Thursday, May 03, 2012

Numbers game

Now, here are some numbers for you: On January 3rd, 2007, the day the Democrats took control of both houses of Congress, the Dow Jones Industrial Average closed at 12,621. The unemployment rate on January 3rd, 2007 was 4.6%. The gross domestic product, the economic output for the previous quarter was 3.5%. The economy had just set a record of 52 straight months of job creation: 52 straight months of new jobs every month in the 52 months prior to January 2007. Twenty-six million Americans were on food stamps on January 3rd, 2007.
That number has doubled now. The Social Security program took in something in the neighborhood of $100 billion more than it paid out in 2007. The national debt was approaching $9 trillion. What is it now? Well, the Dow is about the same. It's over 12,000 to 13,255, but that's just recently.

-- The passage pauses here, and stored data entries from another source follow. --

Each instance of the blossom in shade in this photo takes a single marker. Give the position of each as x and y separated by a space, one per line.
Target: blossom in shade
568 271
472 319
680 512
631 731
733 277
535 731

For most of the past years the Dow was way down and people were in panic over it. The unemployment rate in January 2007 was 4.6%. Today it's 8.3%, and actually in the 9%'s. GDP in January 2007 was 3.5%. Now it's 1.8%.

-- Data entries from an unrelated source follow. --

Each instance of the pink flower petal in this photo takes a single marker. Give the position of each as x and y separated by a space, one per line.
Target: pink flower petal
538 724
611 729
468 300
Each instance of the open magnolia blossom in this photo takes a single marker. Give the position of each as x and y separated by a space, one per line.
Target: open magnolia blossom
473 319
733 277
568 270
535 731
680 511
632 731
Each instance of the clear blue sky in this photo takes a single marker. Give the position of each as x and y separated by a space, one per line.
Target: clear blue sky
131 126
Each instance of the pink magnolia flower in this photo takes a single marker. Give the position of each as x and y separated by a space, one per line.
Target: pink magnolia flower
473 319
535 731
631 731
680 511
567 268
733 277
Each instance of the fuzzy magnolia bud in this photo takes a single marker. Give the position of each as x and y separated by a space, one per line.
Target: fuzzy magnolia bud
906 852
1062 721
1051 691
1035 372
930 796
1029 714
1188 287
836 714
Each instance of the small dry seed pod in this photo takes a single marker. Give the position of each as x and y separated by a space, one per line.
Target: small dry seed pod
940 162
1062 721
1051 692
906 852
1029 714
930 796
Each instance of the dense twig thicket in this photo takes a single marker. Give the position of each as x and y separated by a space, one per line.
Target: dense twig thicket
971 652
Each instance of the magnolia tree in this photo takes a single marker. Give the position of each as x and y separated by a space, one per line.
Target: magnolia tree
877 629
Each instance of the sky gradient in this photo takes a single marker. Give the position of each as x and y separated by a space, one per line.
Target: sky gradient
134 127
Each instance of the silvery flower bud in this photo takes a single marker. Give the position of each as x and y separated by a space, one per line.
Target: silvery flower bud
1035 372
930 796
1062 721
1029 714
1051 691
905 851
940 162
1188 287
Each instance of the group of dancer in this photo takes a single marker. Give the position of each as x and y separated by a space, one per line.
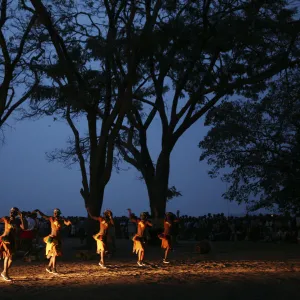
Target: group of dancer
16 220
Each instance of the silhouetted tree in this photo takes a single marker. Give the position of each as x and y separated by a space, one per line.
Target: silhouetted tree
17 55
259 142
208 51
98 67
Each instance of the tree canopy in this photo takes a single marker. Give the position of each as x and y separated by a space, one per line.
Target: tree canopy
18 54
121 63
258 144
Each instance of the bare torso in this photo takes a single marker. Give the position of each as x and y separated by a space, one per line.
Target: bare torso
10 225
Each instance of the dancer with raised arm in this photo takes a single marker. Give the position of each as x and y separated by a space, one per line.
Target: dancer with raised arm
101 236
8 238
53 241
139 239
166 236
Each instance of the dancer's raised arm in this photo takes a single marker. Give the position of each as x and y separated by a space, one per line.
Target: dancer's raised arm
96 218
42 215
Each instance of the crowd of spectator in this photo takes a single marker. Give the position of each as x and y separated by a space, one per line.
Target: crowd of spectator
215 227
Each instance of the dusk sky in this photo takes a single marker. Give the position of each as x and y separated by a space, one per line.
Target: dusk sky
29 181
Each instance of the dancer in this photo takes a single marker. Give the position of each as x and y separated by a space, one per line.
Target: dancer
101 236
138 239
53 241
166 236
8 238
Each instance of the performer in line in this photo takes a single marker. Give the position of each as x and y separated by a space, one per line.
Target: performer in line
139 239
8 239
101 236
166 236
53 241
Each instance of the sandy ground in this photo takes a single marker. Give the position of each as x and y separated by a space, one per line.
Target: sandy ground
241 270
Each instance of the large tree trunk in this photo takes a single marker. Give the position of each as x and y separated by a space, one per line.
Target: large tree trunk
94 202
157 187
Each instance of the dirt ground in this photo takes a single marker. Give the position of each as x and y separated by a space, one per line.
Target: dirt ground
242 270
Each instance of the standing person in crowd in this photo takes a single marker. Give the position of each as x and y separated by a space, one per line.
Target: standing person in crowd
111 234
166 236
8 239
53 241
139 238
101 236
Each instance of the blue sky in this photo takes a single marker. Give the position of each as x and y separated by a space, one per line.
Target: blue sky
29 181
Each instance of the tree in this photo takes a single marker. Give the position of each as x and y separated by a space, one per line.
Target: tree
208 52
98 66
17 55
259 141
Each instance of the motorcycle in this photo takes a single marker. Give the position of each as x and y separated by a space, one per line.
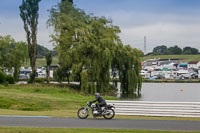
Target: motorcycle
107 111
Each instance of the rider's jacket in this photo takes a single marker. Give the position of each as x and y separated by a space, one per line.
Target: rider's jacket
100 100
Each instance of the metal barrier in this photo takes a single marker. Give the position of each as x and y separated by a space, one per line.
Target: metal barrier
146 108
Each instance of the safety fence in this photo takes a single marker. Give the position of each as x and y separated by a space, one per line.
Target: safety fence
147 108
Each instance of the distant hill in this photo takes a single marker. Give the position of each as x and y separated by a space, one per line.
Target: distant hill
42 51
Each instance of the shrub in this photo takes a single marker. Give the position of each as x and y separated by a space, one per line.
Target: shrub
2 77
10 79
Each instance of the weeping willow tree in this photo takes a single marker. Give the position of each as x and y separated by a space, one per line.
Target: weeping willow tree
90 47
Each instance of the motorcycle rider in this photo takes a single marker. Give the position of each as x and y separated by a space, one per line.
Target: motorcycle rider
101 101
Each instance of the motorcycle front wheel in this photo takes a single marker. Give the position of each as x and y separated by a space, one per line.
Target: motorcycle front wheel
110 113
83 113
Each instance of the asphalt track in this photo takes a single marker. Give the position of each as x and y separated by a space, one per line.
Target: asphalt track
56 122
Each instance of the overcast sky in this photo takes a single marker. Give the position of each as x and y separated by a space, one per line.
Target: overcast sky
163 22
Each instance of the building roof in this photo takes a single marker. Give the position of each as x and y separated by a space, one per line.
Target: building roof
193 62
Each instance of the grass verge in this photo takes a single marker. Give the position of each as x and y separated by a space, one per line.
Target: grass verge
77 130
51 100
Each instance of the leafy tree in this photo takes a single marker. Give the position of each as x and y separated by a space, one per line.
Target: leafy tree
29 15
87 46
48 63
13 54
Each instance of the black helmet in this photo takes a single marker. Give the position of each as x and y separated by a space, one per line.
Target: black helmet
97 95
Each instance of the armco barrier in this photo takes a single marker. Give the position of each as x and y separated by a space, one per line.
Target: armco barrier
147 108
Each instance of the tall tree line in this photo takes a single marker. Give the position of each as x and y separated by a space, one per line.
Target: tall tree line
90 50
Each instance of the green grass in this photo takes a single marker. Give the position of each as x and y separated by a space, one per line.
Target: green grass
51 100
77 130
186 58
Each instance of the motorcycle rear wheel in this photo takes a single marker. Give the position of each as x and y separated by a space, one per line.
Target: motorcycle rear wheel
83 113
110 115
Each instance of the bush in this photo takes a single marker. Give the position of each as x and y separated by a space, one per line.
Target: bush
10 79
2 77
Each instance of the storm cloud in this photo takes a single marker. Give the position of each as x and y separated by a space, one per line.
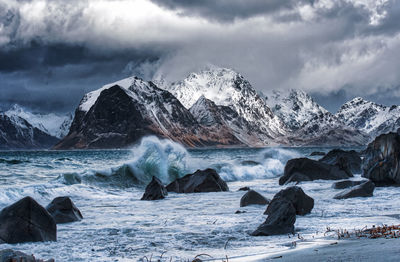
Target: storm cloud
52 52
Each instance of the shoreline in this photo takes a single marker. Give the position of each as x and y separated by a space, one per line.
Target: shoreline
353 249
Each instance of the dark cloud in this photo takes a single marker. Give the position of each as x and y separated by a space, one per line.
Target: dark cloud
54 51
229 10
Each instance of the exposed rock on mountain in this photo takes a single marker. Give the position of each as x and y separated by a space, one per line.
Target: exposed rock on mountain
310 123
381 162
121 113
228 88
17 133
370 117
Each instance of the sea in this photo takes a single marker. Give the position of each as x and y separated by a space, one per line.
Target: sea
106 185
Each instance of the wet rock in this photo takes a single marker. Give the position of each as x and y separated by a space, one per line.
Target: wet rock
302 203
381 162
346 184
317 153
280 221
9 255
154 190
304 169
206 180
253 198
344 158
246 188
63 210
366 189
26 221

In January 2007, the economy had just set a record of 52 straight months of job creation. We're into three straight years of job losses since Obama took office. The Social Security program is now spending more than it takes in, and the national debt is approaching $17 trillion. It was $9 trillion in January of 2007. And four out of the five years -- four out of the last five years -- Democrats have had majorities in the legislative and executive branches. There is no intellectual case that can be made that Republicans are the authors of all this spending or the reason for the economic collapse.
There isn't one Republican policy that's been implemented here, not one conservative policy that's been implemented! And Social Security, for the first time ever, is spending more than it is taking in. We have a $16 trillion national debt. GDP is 2% at best. (It's really around 1.5% and falling.) Our debt is rising. There's no way -- it's not mathematically possible, it's not politically true, it is not factually accurate -- to say that all of this decline (all the bad news) has anything to do with conservatives or Republicans.
They just haven't had enough power, and they haven't had the ability to stop any of this. Now, some of you might say (impression), "Well, Rush, it's not that they don't have the ability. They don't have the guts!" Well, that may be true, too. But regardless, they haven't been able to stop it even if they had wanted to. We can argue about whether they want to or not another day. But even if they'd wanted to, they haven't been able to.